Dans le cas d’une pleine terre, il faut compter de 3 à 6 mois selon le terrain. Pour un caveau, il n’y a pas de délai, la pose peut être immédiate.

Combien coûte un monument funéraire (communément appelé "pierre tombale") ?

Tout dépend du format, de la matière (type de granit choisi), de la gravure, des travaux de cimetière nécessaires… Vous pouvez trouver une sélection de monuments funéraires, cinéraires et mixtes en cliquant ici.

Quelle est la différence entre granit et marbre ?

Le granit est plus solide, dur et résistant que le marbre, plus fragile et poreux. Il conserve durablement son caractère brillant lorsqu’il est exposé à l’extérieur alors que le marbre le perd vite. Facile à entretenir, le granit peut, par ailleurs, être d’aspects et de couleurs très variés - régulier, uni, veiné ou moucheté ; gris, rose, bleu, vert, brun -, le tout en proposant un large spectre de prix. Autant de raisons qui expliquent que 90% des monuments de marbrerie funéraire sont aujourd’hui en granit. 

Je viens d'enterrer un proche, puis-je faire poser immédiatement son monument ?

Tout dépend du mode d’inhumation choisi. Dans le cas d’une inhumation en pleine terre, il faut attendre que le terrain se stabilise. Le délai est en moyenne de 3 à 6 mois, et peut être un peu réduit si une fondation en ciment est prévue.
Dans le cas d’une inhumation en caveau, la pose du monument peut avoir lieu immédiatement après la construction du caveau.

Quels sont les différents types de gravure ?

PFG vous propose un large choix de modèles de gravures déclinables selon plusieurs styles (bâton, antique, romain, gothique, anglais ou encore bas- relief) et finitions : incolore (laissée à l’état brut), remplie avec de l’or fin, ou bien encore peinte. Vous pouvez aussi faire graver le motif de votre choix parmi notre catalogue : emblèmes religieux ou laïques (fleurs, colombe, épi de blé…).

Suis-je libre de faire le monument de mon choix ?

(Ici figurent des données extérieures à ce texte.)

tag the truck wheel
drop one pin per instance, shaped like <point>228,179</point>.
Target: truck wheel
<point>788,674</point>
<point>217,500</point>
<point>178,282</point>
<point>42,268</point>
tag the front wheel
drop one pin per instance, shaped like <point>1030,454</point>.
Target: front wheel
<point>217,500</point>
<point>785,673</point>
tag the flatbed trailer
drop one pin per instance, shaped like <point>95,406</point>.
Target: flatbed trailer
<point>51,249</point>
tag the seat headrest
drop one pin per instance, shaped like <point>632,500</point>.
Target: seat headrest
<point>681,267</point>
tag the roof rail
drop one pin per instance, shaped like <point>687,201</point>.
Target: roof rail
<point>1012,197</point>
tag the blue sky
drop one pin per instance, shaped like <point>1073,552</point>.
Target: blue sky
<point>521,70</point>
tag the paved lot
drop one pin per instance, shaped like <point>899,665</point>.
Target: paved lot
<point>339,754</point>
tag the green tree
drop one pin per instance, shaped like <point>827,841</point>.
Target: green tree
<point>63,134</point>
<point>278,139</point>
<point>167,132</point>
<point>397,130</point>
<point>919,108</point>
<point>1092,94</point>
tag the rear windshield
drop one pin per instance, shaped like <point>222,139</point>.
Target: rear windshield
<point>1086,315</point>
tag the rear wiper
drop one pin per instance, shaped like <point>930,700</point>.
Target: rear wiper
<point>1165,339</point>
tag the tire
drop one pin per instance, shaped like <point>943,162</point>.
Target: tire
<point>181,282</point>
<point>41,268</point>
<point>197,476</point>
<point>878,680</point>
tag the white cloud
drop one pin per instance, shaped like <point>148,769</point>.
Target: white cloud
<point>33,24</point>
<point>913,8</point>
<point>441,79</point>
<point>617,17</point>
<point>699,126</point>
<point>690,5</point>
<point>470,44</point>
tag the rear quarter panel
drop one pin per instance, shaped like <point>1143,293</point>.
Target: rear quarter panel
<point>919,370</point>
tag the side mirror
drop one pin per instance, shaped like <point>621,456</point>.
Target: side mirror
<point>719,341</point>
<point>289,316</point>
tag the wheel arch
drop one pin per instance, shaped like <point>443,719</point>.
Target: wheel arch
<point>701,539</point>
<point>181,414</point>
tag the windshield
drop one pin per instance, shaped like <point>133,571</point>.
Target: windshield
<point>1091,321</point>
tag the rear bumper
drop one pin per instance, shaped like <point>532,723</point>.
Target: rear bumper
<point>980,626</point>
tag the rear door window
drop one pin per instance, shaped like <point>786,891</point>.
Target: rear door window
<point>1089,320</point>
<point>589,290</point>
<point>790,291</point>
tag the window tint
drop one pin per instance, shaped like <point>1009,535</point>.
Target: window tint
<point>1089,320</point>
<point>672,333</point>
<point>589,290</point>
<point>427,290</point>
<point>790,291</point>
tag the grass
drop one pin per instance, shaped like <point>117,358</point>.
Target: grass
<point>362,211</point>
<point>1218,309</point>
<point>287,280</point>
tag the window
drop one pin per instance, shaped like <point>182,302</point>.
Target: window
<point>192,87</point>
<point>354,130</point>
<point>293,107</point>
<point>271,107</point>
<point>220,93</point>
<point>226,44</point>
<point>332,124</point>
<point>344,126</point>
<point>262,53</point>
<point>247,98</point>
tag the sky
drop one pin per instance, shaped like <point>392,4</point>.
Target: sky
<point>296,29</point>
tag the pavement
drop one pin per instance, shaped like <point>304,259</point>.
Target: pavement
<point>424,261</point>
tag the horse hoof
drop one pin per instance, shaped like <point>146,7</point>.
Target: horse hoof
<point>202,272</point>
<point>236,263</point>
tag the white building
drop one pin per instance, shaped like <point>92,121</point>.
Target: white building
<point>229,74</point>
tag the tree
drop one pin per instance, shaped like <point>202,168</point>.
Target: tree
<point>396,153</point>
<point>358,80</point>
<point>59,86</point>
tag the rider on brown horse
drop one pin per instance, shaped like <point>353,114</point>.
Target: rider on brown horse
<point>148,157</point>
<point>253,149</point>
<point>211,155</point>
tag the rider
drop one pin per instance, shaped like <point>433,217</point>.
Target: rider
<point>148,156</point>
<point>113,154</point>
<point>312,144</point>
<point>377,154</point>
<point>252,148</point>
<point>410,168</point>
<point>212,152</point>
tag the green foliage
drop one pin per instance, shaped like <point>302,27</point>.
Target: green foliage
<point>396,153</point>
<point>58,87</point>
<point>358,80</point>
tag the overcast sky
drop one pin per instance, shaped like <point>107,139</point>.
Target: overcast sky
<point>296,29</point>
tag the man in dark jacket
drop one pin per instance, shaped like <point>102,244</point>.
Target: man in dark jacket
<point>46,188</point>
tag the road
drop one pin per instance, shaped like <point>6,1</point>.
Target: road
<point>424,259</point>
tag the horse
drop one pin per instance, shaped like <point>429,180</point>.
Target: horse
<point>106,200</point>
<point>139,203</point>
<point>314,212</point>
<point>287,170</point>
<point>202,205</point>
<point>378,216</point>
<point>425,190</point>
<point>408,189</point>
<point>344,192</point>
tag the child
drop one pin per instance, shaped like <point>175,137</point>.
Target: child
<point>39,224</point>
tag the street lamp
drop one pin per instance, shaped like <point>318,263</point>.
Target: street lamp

Les monuments funéraires peuvent avoir des formes très variées et vous êtes libre de créer le monument que vous souhaitez. En dehors de toute interdiction particulière propre au cimetière, qui serait alors spécifiée dans son règlement, la commune peut cependant avoir un droit de regard sur deux éléments :

  • la taille du monument, qui doit respecter les dimensions de la concession (2 m² pour les concessions funéraires et 1 m² pour les concessions cinéraires)
  • le texte de l’épitaphe

Il faudra aussi que le monument respecte les règles du droit de propriété intellectuelle

Qu’est-ce qu’une stèle ?

La stèle est l’élément vertical situé à la tête du monument. Elle peut être personnalisée par une épitaphe, des motifs gravés, une photographie sur porcelaine, un emblème en bronze… C’est sur la stèle ou la pierre tombale que peuvent être indiqués les noms, prénom, les dates de naissance et de mort du défunt. Ils peuvent également figurer sur le soubassement.
Faisant partie intégrante du monument funéraire, la stèle peut avoir des formes et des dimensions très variées, des plus classiques aux plus originales.

Peut-on être inhumé sans caveau ?

Oui, l’inhumation en caveau n’est pas obligatoire, sauf si le règlement de cimetière l’impose dans certaines divisions. Il s’agit alors d’une inhumation en pleine terre : le cercueil du défunt est déposé dans une fosse creusée dans le sol, sans fondation ni infrastructure. Il est en contact direct avec la terre. La pose du monument s’effectue alors généralement directement sur le sol, avec une semelle pour seule maçonnerie.
Mais pour éviter l’affaissement d’un futur monument, la construction au préalable d’une fausse case en ciment est recommandée.

Combien y a-t-il de places dans un caveau ?

La taille habituelle d’un caveau est de 2 à 4 places. Un caveau peut accueillir jusqu’à 10 cercueils s’il a été conçu initialement pour cela. On distingue les caveaux à case simple (un cercueil par niveau) et les caveaux à case double qui permettent l’inhumation de deux cercueils au même niveau .

Quel est le rôle du fossoyeur ?

Le fossoyeur intervient au cimetière. Il assure les travaux de terrassement nécessaires à l'inhumation, et apporte son concours aux porteurs pour la descente du cercueil dans la sépulture.

Le marbrier procède à l'ouverture puis à la fermeture de la sépulture. Il assure également la pose des monuments neufs et des caveaux.

Professionnel qualifié, il contribue à l'expression digne de la mémoire.